A quando risalgono i tuoi primi esperimenti narrativi? Oltre che strumento conoscitivo cos’è per te la scrittura?

Ho cominciato da adolescente, per consolarmi di altre cose che riuscivano peggio. La scrittura è strumento conoscitivo, espressivo, ma anche evasione, rompicapo. È come giocare a Civilization, o SimCity, solo non sai mai se stai davvero vincendo.


Come sei giunto prima a Sironi, la casa editrice del tuo esordio (Tecnologie affettive, 2004), e poi a Einaudi?

A Sironi mandai un manoscritto dopo aver letto il manifesto L’Italia fa storie di Giulio Mozzi (un bel manifesto, ormai defunto, ripescabile negli archivi del web). Quando non ci speravo più mi hanno contattato. E prima che il libro uscisse Giulio mi mandò a leggerne dei pezzi a RicercaRE, laboratorio di nuove scritture. Lì ho conosciuto Paola Gallo e Dalia Oggero dell’Einaudi…

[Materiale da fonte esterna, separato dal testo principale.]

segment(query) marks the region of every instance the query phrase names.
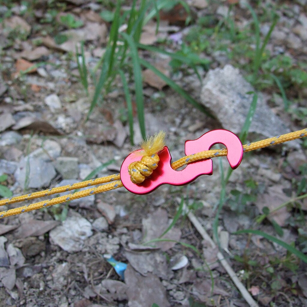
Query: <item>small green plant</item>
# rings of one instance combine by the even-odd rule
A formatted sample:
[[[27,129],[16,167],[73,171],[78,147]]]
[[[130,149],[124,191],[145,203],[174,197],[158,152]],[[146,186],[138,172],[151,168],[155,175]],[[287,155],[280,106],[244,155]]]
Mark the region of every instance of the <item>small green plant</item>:
[[[63,24],[69,29],[75,29],[83,25],[83,22],[82,20],[76,20],[72,14],[61,16],[60,19]]]
[[[7,179],[8,176],[6,174],[0,176],[0,182],[4,182]],[[1,197],[8,198],[11,197],[13,195],[12,191],[5,185],[0,184],[0,196]]]
[[[231,210],[239,213],[246,211],[247,206],[256,201],[259,192],[258,184],[252,179],[246,180],[244,183],[243,190],[246,192],[232,190],[230,192],[232,196],[227,201]]]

Quando Cattivi era ancora in bozze, su quali aspetti si è incentrato il confronto con gli editor Paola Gallo e Marco Peano?

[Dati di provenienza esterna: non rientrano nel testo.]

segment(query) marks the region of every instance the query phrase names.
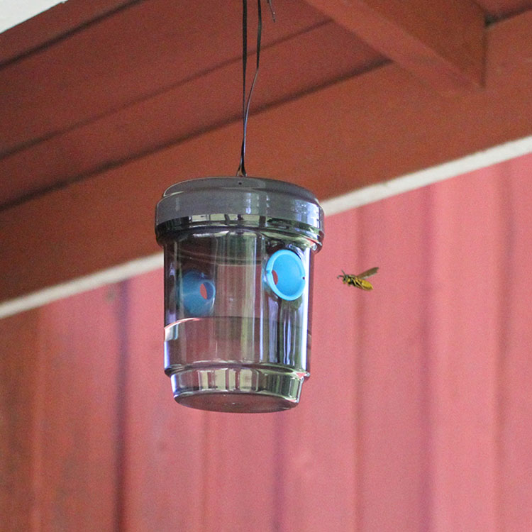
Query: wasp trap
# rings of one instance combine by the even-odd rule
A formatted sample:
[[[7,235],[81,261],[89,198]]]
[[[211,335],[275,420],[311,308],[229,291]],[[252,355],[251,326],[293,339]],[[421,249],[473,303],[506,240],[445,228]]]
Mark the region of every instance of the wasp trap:
[[[309,377],[314,196],[254,177],[170,187],[157,205],[165,251],[165,371],[181,404],[226,412],[295,406]]]

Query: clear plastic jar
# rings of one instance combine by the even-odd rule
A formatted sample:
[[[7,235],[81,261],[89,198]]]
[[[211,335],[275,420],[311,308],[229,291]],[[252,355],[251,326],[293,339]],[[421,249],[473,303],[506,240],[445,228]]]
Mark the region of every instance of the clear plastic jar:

Cattivi è nato in terza persona. Quando l’ho consegnato era già in prima ma restava il dubbio che la voce narrante stesse rivolgendosi a un qualche interlocutore reale, per quanto muto, all’interno del carcere. Paola e Marco mi hanno aiutato a liberarmene. Più in generale, mi hanno aiutato a scovare cose sopravvissute da stesure precedenti ma prive ormai di una ragion d’essere. E poi il titolo: il mio manoscritto aveva titoli di lavoro improponibili, e ne ero consapevole. A un certo punto ho mandato a Paola e Marco un elenco con una dozzina di titoli, forse di più, che includeva Captivi. Paola ha scelto Cattivi, dicendo che si capiva lo stesso. E aveva ragione.


Hai già in mente una nuova opera o ti stai dedicando alla lettura senza ulteriori fini? Quali sono gli ultimi libri che hai apprezzato?

Finché non è uscito Cattivi non avevo spazio mentale. E poi mi serviva qualche riscontro, un po’ di stima, prima di ricominciare. Ora ho ricominciato. Pensando a un nuovo libro leggo di più e meglio – temo di non avere lo spirito del flâneur. Un libro che però ho letto senza secondi fini, traendone godimento, è Non fate troppi pettegolezzi (LiberAria) di Demetrio Paolin.